In common gratitude we feel we must not close without referring to the fine spirit of courtesy with which the Germans received us. Doctors, nurses, men and women who are working against tuberculosis, to keep babies alive, to keep children healthy, to prevent youthful crime and foster education, these people are way past the point of bitterness. What they are facing is the shipwreck of a nation and they realize that if help does not come quickly and abundantly this generation in Germany is largely doomed to early death or a handicapped life. For what Germany needs is more food for her children than normal children need, and more publicly care for her sick than she had before the war, more research, more experts. What she faces is a dearth of food and a crippling of all her institutions of relief and of learning.

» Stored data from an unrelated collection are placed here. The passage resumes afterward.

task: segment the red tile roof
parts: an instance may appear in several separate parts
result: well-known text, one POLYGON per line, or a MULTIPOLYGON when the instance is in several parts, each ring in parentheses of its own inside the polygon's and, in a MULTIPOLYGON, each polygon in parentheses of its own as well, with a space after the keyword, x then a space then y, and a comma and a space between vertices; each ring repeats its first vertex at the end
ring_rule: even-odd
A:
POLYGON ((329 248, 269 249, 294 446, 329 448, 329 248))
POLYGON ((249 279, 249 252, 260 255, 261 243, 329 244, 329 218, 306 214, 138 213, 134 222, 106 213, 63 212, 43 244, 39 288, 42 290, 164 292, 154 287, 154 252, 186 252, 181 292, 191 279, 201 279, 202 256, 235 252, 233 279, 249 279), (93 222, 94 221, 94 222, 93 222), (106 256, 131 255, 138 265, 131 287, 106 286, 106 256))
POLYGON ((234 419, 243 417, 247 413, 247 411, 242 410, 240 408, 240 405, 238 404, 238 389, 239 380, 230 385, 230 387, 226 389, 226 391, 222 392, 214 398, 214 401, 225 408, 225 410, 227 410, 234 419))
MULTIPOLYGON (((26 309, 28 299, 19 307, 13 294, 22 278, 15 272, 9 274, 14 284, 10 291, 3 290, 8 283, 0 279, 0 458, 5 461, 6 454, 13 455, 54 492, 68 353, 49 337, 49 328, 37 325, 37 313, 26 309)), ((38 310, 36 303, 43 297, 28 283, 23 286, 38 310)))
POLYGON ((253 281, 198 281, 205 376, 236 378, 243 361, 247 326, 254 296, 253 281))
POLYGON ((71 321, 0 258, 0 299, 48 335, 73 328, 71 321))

The first cod liver oil, so terribly needed, reached Berlin this last May, a gift of the English Friends. The American Friends allowed our little group, Carolena Wood -- herself a Friend -- and ourselves to arrange for the purchase [page 5] of $30,000 worth of condensed and dried milk, which seemed to us the most urgent need after we very reluctantly gave up cod liver oil. We left behind us a committee with headquarters in Berlin, consisting of Dr. Artur Levy, of the associated charities of Berlin, Dr. Elizabeth Rotten, who has been in cooperation with the English Friends throughout the war, Dr. Alice Salomon, the head of the school of philanthropy, Dr. Sigmund Schultze, head of the city [Jugendfürsorge] Amt, and other experts in relief work, to take charge of the distribution of this food and if possible later consignments. In Frankfurt the committee is represented by the head of the associated charities, in Leipzig by the head of the child welfare agencies, in Halle by the well-known Swiss scientist, Professor Abderhalden, in Breslau by the Oberburgermeister, and so on. We had repeated interviews with all these people and are convinced that the supplies that are sent in will be distributed with the utmost efficiency by men and women conversant with the situation and experienced in modern methods of relief. All of the money contributed will be sent to the Committee of American Friends in Philadelphia and will be expended in this country for food and medical supplies, both of these to be purchased and shipped most advantageously through the cooperation of Mr. Hoover.